Wednesday, January 27, 2016

Dad Needs a Sick Day

Mama called the doctor and the doctor said..

There is a commercial for Dayquil/Nyquil indicating that parents don't get sick days.  While the fact is often true, parents don't get sick days, that doesn't mean that we don't need one from time to time.  I get sick, like out of commission sick, usually once a year.  Minor colds a little more frequently, along with my seasonal allergies (thanks neanderthals).  I've commented before that since become a parent, and having a child that interacts with other snot-nosed kids, sharing germs and neglecting to wash hands for the entire ABC song, I've found myself more often sick from natural causes then from being hungover.  When you have kids, comparable to when you are retired, you're inclined to talk about your ailments though.  Common parental banter includes the oft-asked question, especially this time of year, "are you staying healthy?"  

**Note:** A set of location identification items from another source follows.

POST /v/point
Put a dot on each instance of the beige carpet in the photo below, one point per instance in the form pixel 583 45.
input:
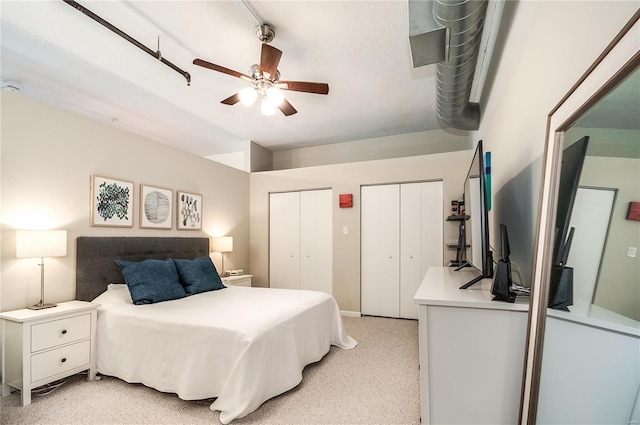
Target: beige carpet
pixel 375 383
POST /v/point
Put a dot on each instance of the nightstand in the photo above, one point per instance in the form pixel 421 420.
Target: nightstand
pixel 242 280
pixel 42 346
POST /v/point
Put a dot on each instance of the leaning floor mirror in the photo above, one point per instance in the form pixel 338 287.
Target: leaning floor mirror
pixel 583 355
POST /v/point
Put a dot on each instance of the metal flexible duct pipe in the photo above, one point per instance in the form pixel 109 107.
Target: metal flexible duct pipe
pixel 464 20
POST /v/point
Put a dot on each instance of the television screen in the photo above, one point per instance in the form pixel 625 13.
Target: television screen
pixel 572 162
pixel 477 227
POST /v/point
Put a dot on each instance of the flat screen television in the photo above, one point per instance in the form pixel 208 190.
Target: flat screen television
pixel 477 227
pixel 572 162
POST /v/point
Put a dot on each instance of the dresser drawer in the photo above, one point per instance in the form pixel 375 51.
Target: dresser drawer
pixel 58 332
pixel 60 360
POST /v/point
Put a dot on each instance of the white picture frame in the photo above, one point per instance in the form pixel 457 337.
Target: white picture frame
pixel 111 202
pixel 189 211
pixel 156 207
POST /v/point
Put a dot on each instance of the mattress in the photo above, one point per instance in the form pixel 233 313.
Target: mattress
pixel 241 345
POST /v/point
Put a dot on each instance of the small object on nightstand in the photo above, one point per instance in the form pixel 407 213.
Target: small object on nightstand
pixel 42 346
pixel 40 244
pixel 238 280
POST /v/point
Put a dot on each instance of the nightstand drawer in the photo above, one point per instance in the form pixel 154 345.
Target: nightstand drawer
pixel 60 360
pixel 58 332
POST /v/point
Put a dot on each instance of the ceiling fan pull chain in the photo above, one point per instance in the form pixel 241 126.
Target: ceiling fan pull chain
pixel 158 52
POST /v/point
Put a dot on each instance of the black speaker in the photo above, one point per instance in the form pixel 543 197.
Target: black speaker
pixel 501 287
pixel 561 288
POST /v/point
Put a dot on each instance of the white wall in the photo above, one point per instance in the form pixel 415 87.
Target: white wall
pixel 398 146
pixel 347 178
pixel 47 157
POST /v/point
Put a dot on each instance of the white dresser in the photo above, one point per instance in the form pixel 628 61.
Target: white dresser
pixel 471 350
pixel 242 280
pixel 42 346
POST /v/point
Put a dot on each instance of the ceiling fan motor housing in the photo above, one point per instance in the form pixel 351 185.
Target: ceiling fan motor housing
pixel 265 33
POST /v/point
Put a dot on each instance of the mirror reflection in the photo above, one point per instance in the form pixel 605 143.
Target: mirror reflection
pixel 604 250
pixel 590 369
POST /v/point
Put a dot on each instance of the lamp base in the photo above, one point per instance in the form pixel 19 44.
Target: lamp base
pixel 40 306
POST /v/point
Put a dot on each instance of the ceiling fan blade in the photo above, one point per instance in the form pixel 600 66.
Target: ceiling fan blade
pixel 222 69
pixel 286 108
pixel 232 100
pixel 317 88
pixel 269 60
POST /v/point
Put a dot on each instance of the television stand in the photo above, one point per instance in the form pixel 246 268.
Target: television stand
pixel 472 282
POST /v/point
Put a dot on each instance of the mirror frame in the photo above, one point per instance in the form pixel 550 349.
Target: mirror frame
pixel 617 61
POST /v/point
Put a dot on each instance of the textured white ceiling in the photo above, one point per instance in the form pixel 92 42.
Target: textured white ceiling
pixel 360 48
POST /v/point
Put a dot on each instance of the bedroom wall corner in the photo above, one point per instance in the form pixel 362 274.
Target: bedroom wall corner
pixel 47 157
pixel 450 167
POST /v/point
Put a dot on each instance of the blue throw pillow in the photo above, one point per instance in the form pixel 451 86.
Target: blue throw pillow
pixel 198 275
pixel 151 281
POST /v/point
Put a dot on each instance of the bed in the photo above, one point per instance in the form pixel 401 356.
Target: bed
pixel 239 345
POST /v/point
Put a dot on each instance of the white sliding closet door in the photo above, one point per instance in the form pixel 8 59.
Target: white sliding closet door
pixel 300 240
pixel 421 236
pixel 380 227
pixel 402 227
pixel 284 240
pixel 316 250
pixel 591 217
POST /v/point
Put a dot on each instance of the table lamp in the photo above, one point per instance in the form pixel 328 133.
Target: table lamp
pixel 222 244
pixel 40 244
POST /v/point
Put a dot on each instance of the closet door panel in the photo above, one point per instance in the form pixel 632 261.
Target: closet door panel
pixel 316 250
pixel 380 250
pixel 433 225
pixel 410 247
pixel 421 239
pixel 284 240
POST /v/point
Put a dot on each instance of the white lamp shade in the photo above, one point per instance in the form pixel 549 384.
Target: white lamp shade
pixel 41 243
pixel 248 95
pixel 267 108
pixel 222 244
pixel 275 96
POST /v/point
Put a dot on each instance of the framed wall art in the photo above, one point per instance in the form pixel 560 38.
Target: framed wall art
pixel 189 211
pixel 111 202
pixel 156 207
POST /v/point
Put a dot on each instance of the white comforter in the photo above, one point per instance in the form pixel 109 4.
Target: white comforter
pixel 241 345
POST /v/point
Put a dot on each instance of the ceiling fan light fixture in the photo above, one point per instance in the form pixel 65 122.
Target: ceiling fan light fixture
pixel 248 95
pixel 267 108
pixel 275 96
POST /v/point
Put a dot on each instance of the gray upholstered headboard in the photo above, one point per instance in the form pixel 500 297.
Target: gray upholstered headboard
pixel 95 268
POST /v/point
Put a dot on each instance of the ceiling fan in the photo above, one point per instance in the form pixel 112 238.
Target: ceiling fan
pixel 265 79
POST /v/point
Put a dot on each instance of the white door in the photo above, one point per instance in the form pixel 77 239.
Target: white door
pixel 284 240
pixel 380 249
pixel 421 239
pixel 316 249
pixel 590 217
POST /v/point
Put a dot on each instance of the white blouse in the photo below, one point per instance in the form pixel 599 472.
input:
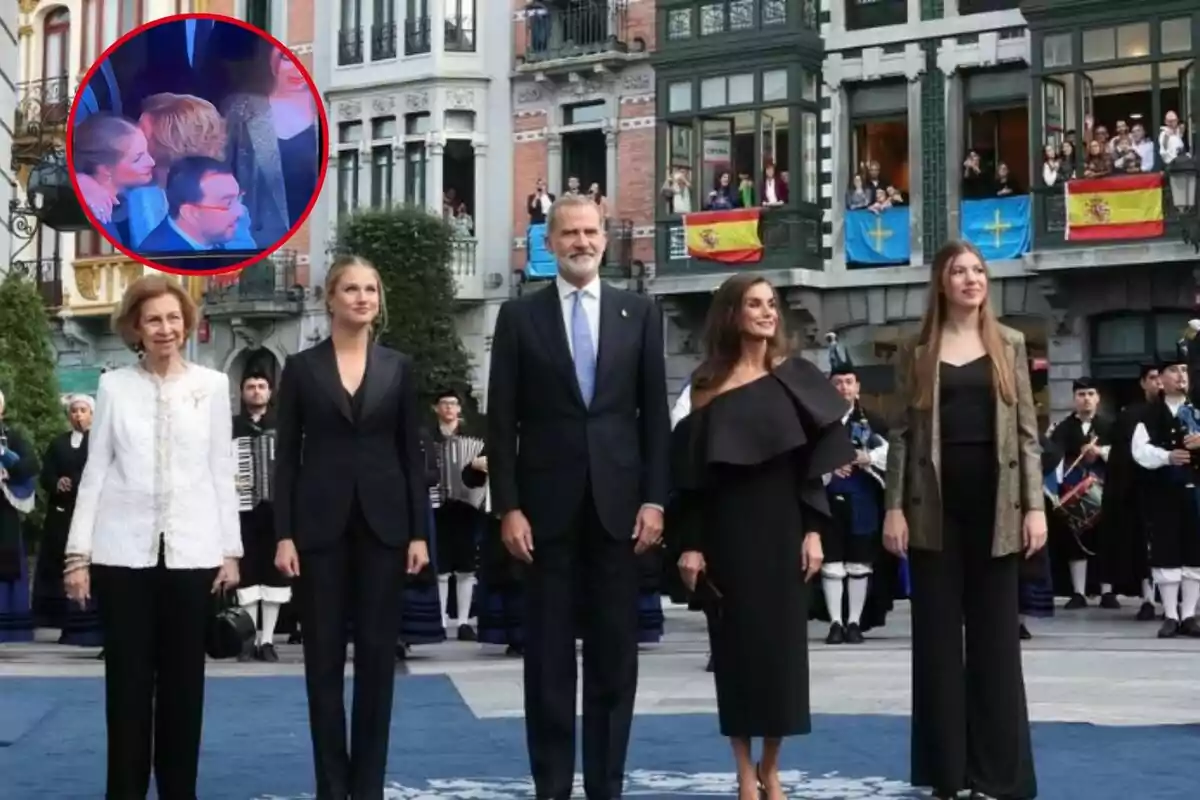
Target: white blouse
pixel 160 471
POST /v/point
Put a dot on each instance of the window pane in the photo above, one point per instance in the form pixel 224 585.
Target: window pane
pixel 1133 41
pixel 741 89
pixel 1176 35
pixel 810 143
pixel 774 84
pixel 712 92
pixel 679 96
pixel 741 14
pixel 1056 50
pixel 809 90
pixel 1099 44
pixel 712 18
pixel 679 23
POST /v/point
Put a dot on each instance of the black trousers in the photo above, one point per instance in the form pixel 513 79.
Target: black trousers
pixel 357 585
pixel 154 621
pixel 594 575
pixel 970 721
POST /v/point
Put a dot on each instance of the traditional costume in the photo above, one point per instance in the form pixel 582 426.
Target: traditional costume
pixel 65 458
pixel 18 475
pixel 1122 546
pixel 852 542
pixel 263 590
pixel 1080 486
pixel 1171 510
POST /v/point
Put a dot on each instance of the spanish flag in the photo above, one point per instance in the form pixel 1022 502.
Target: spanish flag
pixel 1120 206
pixel 727 236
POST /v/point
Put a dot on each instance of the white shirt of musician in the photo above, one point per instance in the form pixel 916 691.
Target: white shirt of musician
pixel 1147 455
pixel 1086 427
pixel 160 469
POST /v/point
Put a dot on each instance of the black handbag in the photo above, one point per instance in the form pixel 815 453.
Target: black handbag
pixel 231 627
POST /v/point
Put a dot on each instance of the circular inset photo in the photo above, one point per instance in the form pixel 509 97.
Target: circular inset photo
pixel 197 144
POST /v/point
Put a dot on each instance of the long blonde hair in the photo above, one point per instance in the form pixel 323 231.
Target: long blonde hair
pixel 334 277
pixel 921 378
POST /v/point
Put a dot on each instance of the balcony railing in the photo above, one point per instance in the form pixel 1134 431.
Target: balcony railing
pixel 553 34
pixel 791 239
pixel 383 41
pixel 862 14
pixel 349 46
pixel 1107 222
pixel 417 36
pixel 47 274
pixel 42 104
pixel 984 6
pixel 268 288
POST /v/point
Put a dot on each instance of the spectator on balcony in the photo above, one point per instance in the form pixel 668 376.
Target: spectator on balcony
pixel 774 190
pixel 1144 148
pixel 976 184
pixel 111 157
pixel 538 204
pixel 274 144
pixel 1006 184
pixel 1055 169
pixel 724 196
pixel 858 198
pixel 745 191
pixel 677 191
pixel 462 223
pixel 1099 162
pixel 600 200
pixel 177 126
pixel 1171 143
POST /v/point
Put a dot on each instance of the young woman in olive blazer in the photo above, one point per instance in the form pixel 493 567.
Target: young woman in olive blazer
pixel 964 505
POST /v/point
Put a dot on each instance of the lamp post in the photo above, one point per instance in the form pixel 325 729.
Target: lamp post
pixel 1182 175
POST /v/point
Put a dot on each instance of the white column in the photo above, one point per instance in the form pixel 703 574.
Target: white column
pixel 555 163
pixel 611 182
pixel 433 175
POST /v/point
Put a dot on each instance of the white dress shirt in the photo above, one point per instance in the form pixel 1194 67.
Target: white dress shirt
pixel 160 469
pixel 591 301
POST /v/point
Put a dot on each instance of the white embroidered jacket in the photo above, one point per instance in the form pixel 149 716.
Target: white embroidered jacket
pixel 160 468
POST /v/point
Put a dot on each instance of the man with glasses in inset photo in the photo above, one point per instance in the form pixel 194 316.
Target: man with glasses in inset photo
pixel 204 204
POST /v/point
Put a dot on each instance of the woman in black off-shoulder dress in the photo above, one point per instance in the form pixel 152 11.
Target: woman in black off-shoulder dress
pixel 748 510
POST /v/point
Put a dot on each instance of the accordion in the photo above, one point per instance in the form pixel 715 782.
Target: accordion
pixel 454 455
pixel 256 469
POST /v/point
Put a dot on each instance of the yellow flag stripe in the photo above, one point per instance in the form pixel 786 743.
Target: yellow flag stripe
pixel 1115 208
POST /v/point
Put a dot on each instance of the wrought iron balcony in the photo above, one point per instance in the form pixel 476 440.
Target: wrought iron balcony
pixel 47 274
pixel 349 46
pixel 591 29
pixel 268 289
pixel 417 36
pixel 383 41
pixel 862 14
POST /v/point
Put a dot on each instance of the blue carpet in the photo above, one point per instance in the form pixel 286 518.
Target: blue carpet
pixel 256 745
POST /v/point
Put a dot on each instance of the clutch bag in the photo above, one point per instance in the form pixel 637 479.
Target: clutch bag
pixel 231 627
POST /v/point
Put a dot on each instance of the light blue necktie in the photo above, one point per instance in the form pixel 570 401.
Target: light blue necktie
pixel 583 349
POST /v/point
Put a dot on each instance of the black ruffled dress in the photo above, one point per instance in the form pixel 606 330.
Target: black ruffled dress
pixel 748 487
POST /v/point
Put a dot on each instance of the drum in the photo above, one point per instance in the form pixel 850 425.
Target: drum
pixel 1079 507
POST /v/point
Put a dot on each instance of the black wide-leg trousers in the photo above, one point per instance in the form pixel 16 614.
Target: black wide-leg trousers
pixel 970 721
pixel 154 621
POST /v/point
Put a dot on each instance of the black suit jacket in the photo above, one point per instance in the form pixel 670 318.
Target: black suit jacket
pixel 324 457
pixel 546 449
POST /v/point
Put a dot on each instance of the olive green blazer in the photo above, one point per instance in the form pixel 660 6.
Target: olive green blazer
pixel 915 456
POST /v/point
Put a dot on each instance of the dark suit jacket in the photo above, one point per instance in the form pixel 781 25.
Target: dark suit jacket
pixel 324 457
pixel 546 449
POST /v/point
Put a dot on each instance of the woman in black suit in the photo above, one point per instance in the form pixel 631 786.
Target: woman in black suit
pixel 349 513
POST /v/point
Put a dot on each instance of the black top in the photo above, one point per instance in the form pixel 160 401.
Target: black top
pixel 967 403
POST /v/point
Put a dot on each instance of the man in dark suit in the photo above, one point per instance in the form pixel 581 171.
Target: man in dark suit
pixel 579 435
pixel 203 208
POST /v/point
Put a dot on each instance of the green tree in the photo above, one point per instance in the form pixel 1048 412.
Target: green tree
pixel 412 250
pixel 27 367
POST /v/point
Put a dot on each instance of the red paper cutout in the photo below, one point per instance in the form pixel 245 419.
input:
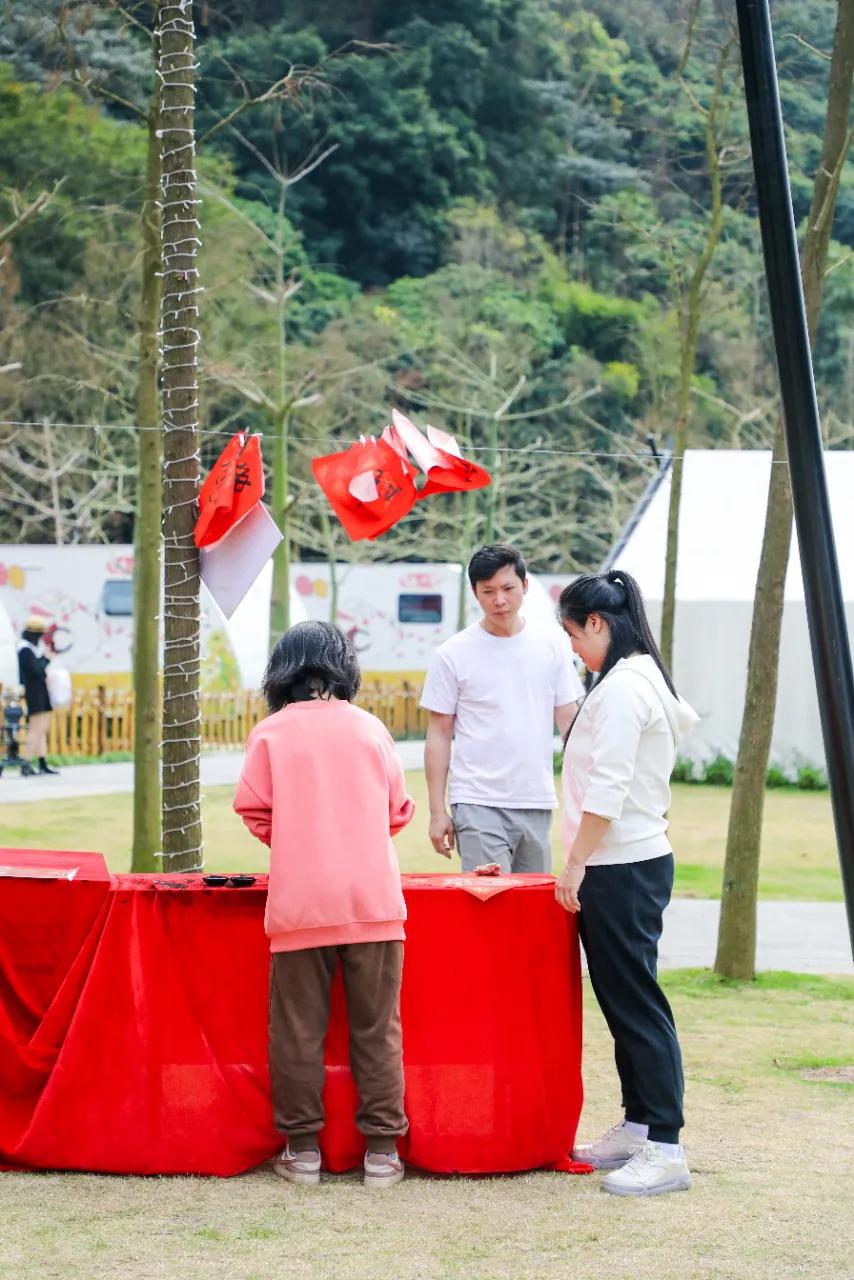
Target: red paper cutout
pixel 438 455
pixel 232 489
pixel 369 487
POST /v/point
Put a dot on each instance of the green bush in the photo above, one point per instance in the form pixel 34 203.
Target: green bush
pixel 809 778
pixel 775 777
pixel 683 771
pixel 718 772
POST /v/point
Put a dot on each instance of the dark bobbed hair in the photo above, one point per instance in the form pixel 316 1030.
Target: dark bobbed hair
pixel 310 659
pixel 487 562
pixel 616 598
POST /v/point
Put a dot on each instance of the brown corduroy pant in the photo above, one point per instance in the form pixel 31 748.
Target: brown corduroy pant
pixel 300 997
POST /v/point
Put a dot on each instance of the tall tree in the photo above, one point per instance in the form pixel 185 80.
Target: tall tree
pixel 182 833
pixel 738 928
pixel 146 529
pixel 715 117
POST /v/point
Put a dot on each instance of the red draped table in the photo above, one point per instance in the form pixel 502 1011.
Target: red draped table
pixel 133 1025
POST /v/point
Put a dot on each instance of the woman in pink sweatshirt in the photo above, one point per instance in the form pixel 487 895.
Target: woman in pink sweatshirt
pixel 323 786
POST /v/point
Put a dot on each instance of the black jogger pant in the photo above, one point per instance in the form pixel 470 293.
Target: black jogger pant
pixel 620 926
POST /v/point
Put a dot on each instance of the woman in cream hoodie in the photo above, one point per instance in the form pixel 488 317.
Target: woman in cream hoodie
pixel 619 874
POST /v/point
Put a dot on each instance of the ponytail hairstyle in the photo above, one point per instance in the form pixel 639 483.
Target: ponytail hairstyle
pixel 616 598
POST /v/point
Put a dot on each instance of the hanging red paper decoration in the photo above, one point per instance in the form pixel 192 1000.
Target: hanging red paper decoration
pixel 232 489
pixel 438 456
pixel 369 487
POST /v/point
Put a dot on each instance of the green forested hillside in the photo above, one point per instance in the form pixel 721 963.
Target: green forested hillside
pixel 488 214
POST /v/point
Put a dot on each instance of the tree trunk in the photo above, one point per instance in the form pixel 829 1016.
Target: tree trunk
pixel 146 536
pixel 182 837
pixel 281 597
pixel 690 325
pixel 736 935
pixel 332 561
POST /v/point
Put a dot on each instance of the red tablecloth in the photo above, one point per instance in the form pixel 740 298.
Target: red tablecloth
pixel 133 1028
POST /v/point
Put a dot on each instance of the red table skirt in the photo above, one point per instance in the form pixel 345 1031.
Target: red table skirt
pixel 133 1028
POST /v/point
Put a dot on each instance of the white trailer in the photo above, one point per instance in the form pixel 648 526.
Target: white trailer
pixel 397 615
pixel 87 592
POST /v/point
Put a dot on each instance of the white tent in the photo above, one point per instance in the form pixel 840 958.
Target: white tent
pixel 720 536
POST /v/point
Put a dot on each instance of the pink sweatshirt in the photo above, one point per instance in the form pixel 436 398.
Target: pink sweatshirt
pixel 323 786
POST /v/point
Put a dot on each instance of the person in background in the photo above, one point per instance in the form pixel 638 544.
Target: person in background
pixel 323 786
pixel 619 874
pixel 33 657
pixel 496 691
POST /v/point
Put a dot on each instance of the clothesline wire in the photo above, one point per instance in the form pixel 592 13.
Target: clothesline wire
pixel 634 455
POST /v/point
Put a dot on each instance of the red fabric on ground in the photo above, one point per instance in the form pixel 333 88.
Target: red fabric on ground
pixel 149 1052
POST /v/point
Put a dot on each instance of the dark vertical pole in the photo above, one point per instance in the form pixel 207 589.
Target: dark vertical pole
pixel 822 590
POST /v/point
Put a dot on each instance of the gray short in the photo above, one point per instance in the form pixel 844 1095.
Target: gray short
pixel 515 839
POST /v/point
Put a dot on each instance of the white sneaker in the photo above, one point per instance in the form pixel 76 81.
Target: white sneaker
pixel 612 1151
pixel 298 1166
pixel 383 1169
pixel 649 1173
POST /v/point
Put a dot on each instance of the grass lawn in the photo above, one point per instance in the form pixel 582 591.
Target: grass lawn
pixel 798 856
pixel 771 1151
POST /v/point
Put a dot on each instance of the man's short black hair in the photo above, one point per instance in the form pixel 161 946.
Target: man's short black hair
pixel 311 658
pixel 487 562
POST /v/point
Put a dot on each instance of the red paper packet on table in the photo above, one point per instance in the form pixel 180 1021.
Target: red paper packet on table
pixel 369 487
pixel 232 489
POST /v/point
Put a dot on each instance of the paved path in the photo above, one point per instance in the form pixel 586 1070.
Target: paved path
pixel 805 937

Sick days were not a big deal when I was a working dad with kids in daycare.  Send the kids off, probably to pick up new germs to bring home, while you veg out on the couch, recover and watch the movies you should have seen as new releases four years ago that are now playing on USA.  Because I didn't get sick very often, something I feel pretty fortunate about, I took sick leave pretty infrequently when I was working, and when I "retired" I probably had about two months worth of unused sick leave.  I probably would have had more had I not been able to use my sick leave for when my kids were sick or needed to go to the doctor, another thing I felt very fortunate about.  Since I had a more flexible work environment, along with ample sick leave in comparison to my wife (see earlier post), I was typically the one who stayed home with a sick kid(s) or went with them to an always adventurous trip to the clinic (see earlier post).  While you never want to see your kids sick, sometimes a good cuddle day on the couch can do wonders for both an under-the-weather child and an often over-exerted parent.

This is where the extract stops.